Sırbistan Cumhurbaşkanı Alexander Vucic konu hakkında yaptığı açıklamada “Bu deklarasyonun dili çok titiz hazırlandı ve esas olarak Kosova'ya odaklanıyor. Bosna'dan ayrılmayı önermiyor. Uluslararası camianın düşüncelerini zorlamak onların alanlarına izinsiz girmek istemiyorum, onlardan sadece bir barışa ne kadar çok ihtiyacımız olduğunu milyonlarca kez düşünmelerini istiyorum. Sırbistan asla Sırp Cumhuriyetini kaderine terk etmeyecektir. Ricam Dayton Anlaşması zemininde, orada yaşanılan sorunların barışçı diyaloglar ile çözümlenmesidir” dedi. Zentürk’e göre Vucic’in açıklamaları “Sırp milleti olarak böyle bir deklarasyonla ortak bir meclis kurarak artık Yugoslavya'nın o döneminde olduğu gibi bir milli bütünlük içinde sorunlarımızı ele alma kararı aldık. Bunu uygulayacağız. Bütün bu uygulamaları barışçı yapmak istiyoruz” anlamına geliyor.

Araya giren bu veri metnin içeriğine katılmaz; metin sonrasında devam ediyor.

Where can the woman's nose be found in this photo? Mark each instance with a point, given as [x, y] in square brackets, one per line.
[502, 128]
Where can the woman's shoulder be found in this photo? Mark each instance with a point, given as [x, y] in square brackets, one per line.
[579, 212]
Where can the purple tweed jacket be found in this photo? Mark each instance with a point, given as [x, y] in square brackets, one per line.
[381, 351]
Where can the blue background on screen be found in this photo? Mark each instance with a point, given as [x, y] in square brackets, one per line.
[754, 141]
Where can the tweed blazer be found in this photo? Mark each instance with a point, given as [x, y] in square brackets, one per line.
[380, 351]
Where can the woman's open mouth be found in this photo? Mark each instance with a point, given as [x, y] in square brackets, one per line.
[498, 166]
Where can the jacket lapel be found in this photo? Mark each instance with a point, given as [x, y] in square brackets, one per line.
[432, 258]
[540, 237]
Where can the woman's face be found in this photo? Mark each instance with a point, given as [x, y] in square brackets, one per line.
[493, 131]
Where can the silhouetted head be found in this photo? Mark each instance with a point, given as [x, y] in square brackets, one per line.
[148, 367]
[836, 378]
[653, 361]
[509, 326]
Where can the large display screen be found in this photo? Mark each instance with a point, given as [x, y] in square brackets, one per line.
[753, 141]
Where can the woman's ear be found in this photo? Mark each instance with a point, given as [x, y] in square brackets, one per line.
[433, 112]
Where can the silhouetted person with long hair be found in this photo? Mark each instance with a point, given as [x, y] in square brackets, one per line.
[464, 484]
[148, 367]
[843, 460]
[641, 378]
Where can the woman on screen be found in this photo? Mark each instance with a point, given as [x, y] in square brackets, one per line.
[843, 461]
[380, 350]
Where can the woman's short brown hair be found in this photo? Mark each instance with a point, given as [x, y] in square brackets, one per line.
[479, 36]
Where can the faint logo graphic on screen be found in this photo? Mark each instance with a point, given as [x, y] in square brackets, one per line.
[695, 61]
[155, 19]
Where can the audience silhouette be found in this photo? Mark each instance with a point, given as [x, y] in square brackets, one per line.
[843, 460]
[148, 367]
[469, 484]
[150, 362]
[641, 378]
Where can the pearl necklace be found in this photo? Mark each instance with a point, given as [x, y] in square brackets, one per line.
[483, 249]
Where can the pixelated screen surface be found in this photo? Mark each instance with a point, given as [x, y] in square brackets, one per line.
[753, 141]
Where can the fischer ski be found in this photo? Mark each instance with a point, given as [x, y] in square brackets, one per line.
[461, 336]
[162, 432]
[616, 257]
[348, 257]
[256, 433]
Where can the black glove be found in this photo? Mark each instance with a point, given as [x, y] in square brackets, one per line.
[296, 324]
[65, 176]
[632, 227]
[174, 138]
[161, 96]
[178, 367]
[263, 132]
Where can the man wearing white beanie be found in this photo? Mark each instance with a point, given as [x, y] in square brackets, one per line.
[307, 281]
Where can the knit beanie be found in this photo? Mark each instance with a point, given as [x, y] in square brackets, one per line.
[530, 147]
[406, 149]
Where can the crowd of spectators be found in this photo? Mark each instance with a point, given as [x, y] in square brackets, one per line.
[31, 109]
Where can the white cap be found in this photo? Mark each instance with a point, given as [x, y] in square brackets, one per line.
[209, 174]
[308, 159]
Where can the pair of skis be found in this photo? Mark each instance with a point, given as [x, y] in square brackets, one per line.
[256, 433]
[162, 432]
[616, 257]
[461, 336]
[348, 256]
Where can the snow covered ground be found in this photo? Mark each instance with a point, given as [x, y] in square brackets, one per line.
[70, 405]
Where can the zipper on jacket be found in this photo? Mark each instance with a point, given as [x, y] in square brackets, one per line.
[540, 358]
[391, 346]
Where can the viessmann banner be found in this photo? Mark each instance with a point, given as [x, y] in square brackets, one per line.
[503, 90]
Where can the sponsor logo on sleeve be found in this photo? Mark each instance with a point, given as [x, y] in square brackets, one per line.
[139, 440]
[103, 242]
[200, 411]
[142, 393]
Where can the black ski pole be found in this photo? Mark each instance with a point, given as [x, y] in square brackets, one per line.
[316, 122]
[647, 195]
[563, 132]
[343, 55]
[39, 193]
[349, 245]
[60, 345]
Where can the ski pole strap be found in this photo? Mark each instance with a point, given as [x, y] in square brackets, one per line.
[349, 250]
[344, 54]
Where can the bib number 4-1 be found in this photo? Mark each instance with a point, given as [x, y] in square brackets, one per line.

Bosna'nın Sırp Cumhurbaşkanı Milorad Dodik, toplantıdan önce Petersburg’a giderek Putin ile oldukça samimi pozlar vermiş ve görüşmeden sonra Putin “Biz her zaman Sırp milletinin de özellikle Bosna-Hersek’teki Sırp varlığının arkasındayız” demişti. Ülkemizde çok da fazla gündeme gelmeyen söz konusu görüşme ve açıklamaya dikkat çeken Zentürk, “Rus lideri ve Rusya'nın desteğini arkasına almış bir Milorad Dodik olarak indi Belgrad'a” dedi.
"YENİ BİR STATÜ PEŞİNDEYİZ"
Dodik’in Belgrad'daki toplantı sonrasında yapmış olduğu “Bu deklarasyon, Sırp ulusunun milli çıkarlarını savunmaktır. Dayton Anlaşması maddelerine saygılı yaşadık fakat yakın gelecekte yeni bir statünün belirlenmesi için Sırbistan'ın desteğine ihtiyaç duyacağız” açıklamasını gündemine taşıyan ve Dodik’in açıklamalarını Vucic’inkine göre daha sert olduğunu savunan Zentürk “yani diyor ki Dayton Anlaşması’na bugüne kadar saygı duyduk ama siz bizim kıymetimizi anlayamadınız. Biz yeni bir statünün peşindeyiz. Sırbistan, ağey olarak benim başımın tacıdır”diye konuştu.
Dodik’in açıklamasının devamında sarf ettiği “Hainlik, kötülük, sahtekarlık, sinsilikle, onurlu bir ulusu soykırımcı ilan etmeye çırpınanlarla bir arada yaşamak mümkün değildir” sözlerinin önemine vurgu yapan Zentürk, söz konusu açıklama hakkında “İşte jeopolitik kırılma budur” diye başladığı sözlerinde “Niye? Çünkü Bosna-Hersek'teki Boşnak ve Hırvatlar ve Boşnak Hırvat yönetimi, Birleşmiş Milletler Genel Kurulu’ndaki Srebrenitsa soykırım kararını yani 11 Temmuz'un Uluslararası Srebrenitsa Soykırım ve Soykırım Farkındalık Günü olarak idrak edilmesi kararını, desteklemişlerdir ki bizim artık bunu yapanlarla bir arada yaşama imkanımız yok. Bununla birlikte alacağımız her karar barışçı metotlarla uygulanacaktır” dedi.
"SIRB MİLLİYETÇİLİĞİ BALKANLARIN BELİRLEYİCİ GÜCÜDÜR!"
Sırp milliyetçiliğinin Balkanlarda belirleyici güç olduğunun altını çizen gazeteci, bunun eğer kontrol edilmemesi halinde tıpkı Bosna Savaşı'nda olduğu gibi korkunç sonuçlarla karşılaşabileceğimizi iddia etti. Zentükr ayrıca çetnik denilen Sırp çetelerinin, tarihten bugüne, esasında bir tür faşist yapılanma olduğunu söyledi.
Zentürk sözlerini “Bosna Hersek karışırsa her şeyimiz karışır. Arkadaşlar, gençler, siz o günleri tabii bilmiyorsunuz. Biz de hazırlıksız yakalanmıştı ama özellikle 30 yıl önce orada yaşanılan çok kanlı olaylar hem Türkiye'nin içine hem de Türk dış politikasına olağanüstü yansımaları olan bir kimlik taşıyordu. O yüzden Sırp milliyetçiliğinin bu yeni adımlarını çok dikkatle takip etmekte yarar görürüz” diye sonlandırdı.